Dass die Hüttenberger am Ende der 60 Minuten ihre ersten beiden Zähler vor heimischem Publikum einfahren würden, war früh abzusehen. Die Gastgeber, bei denen die unter der Woche angeschlagenen Niklas Theiß, Ryuga Fujita, Hendrik Schreiber und Johannes Klein allesamt in den Kader zurückgekehrt waren, führten nach nicht einmal vier Minuten mit 3:0 und bauten ihren Vorsprung sukzessive aus. Gestützt auf einen starken Torhüter und eine ebenso starke Deckungsleistung in der 3:2:1- und - später, als Würzburg immer häufiger mit dem siebten Feldspieler agierte - 6:0-Deckung kauften die Schützlinge von Trainer Johannes Wohlrab ihren Widersachern früh den Schneid ab. »Wir haben es zum ersten Mal in dieser Saison geschafft, von der ersten Sekunde an mit vollem Fokus in der Abwehr zu spielen und zugleich vorne mit höchster Konsequenz im Abschluss zu Werke zu gehen. Die Fans haben sich diesen ersten Heimsieg einfach verdient«, freute sich Kapitän Jannik Hofmann, mit sieben Treffern bester Hüttenberger Schütze.

Der vor der Runde von den Eulen Ludwigshafen zurückgekehrte Linksaußen war es auch, der mit drei Treffern vor der Pause hauptverantwortlich dafür war, dass die Hüttenberger mit einem komfortablen Sechs-Tore-Vorsprung in die Kabinen gingen (16:10).

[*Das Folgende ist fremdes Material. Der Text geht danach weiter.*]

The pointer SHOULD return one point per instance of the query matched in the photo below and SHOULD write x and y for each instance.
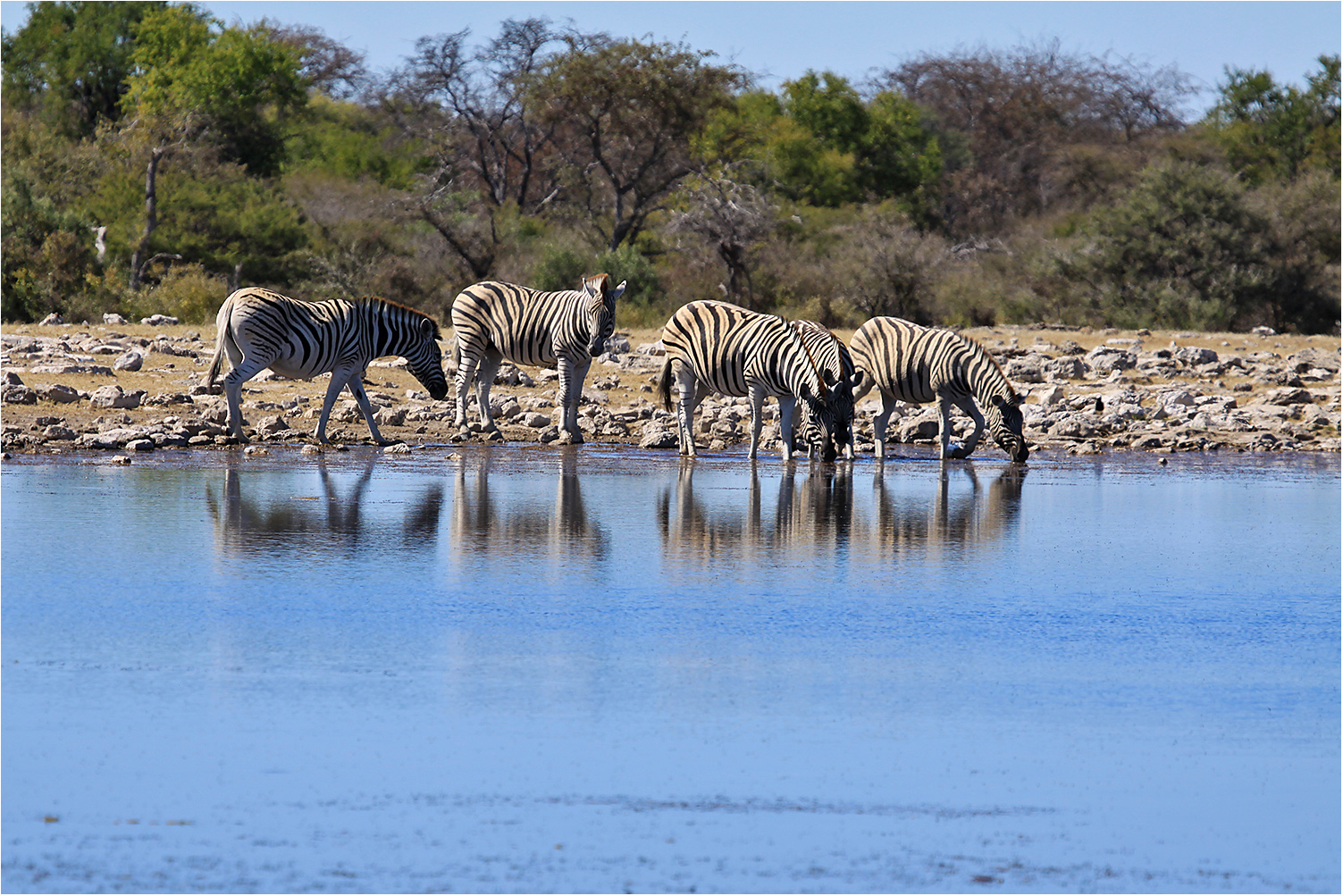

»Ich bin mega happy, dass wir den ersten doppelten Punktgewinn zuhause eingefahren haben. Wir wollen das Sportzentrum wieder zu einer Festung ausbauen«, so Wohlrab, dessen Team in der vergangenen Spielzeit eine der besten Heimbilanzen des gesamten Unterhauses vorweisen konnten und der mit Blick auf seinen Kader ergänzte: »Es war heute egal, wen ich ins Spiel gebracht habe, alle Spieler haben ihre Rolle erfüllt.« Dies galt auch für Joel Ribeiro: Der Portugiese war einer jener Hüttenberger Akteure, die der Partie in der zweiten Hälfte den Stempel aufdrückten und durch seine Durchschlagskraft und Wurfgewalt von der Würzburger Deckung nicht in den Griff zu bekommen war.

Bereits sechs Minuten nach dem Wiederanpfiff traf der Halblinke zum 21:12, dem Hofmann kurz darauf die erste Zehn-Tore-Führung folgen ließ (23:13, 42.).

Am Ende ließen schalteten die Wohlrab-Schützlinge im Bewusstsein des sicheren Sieges einen Gang zurück und ließen die Würzburger durch Lukas Böhm noch einmal auf sieben Treffer herankommen (30:23, 57.). »So kann es gerne weitergehen. Die Jungs bekommen am Feiertag einen zusätzlichen freien Tag, das haben sie sich verdient«, so Wohlrab, dessen Torhüter am Ende der Pressekonferenz noch einen nicht ganz ernst gemeinten Vorschlag an seinen Partner Grazioli schickte: »Vielleicht schlage ich Leo demnächst vor, dass er die Auswärtsspiele macht und ich die Heimbegegnungen spiele. Mal sehen, was er davon hält.«

Hüttenberg: Plaue, Rüspeler - Schwarz (4), Kirschner (4), Opitz, Theiß (1), Fujita (1), Weber (2), Zörb (1), Reichl (1), Hofmann (7/2), Klein (2), Kompenhans (3), Schreiber (1), Ribeiro (5), Kuntscher (1).

Würzburg: Wieser, Maier - Schömig (2/1), Böhm (4), Neagu (2), Schmidt (4/3), Kaufmann (1), Dürr, Hack (2), Geis, Rose (6), Seidler (3), Merk.

Schiedsrichter: Frank/Bona (Radevormwald/Remscheid) - Zuschauer: 859 - Zeitstrafen: Hüttenberg eine (Weber), Würzburg zwei (Hack, Neagu) - verworfene Siebenmeter: Weber (Hüttenberg) wirft an den Pfosten (11.), Schömig (Würzburg) scheitert an Plaue (13.).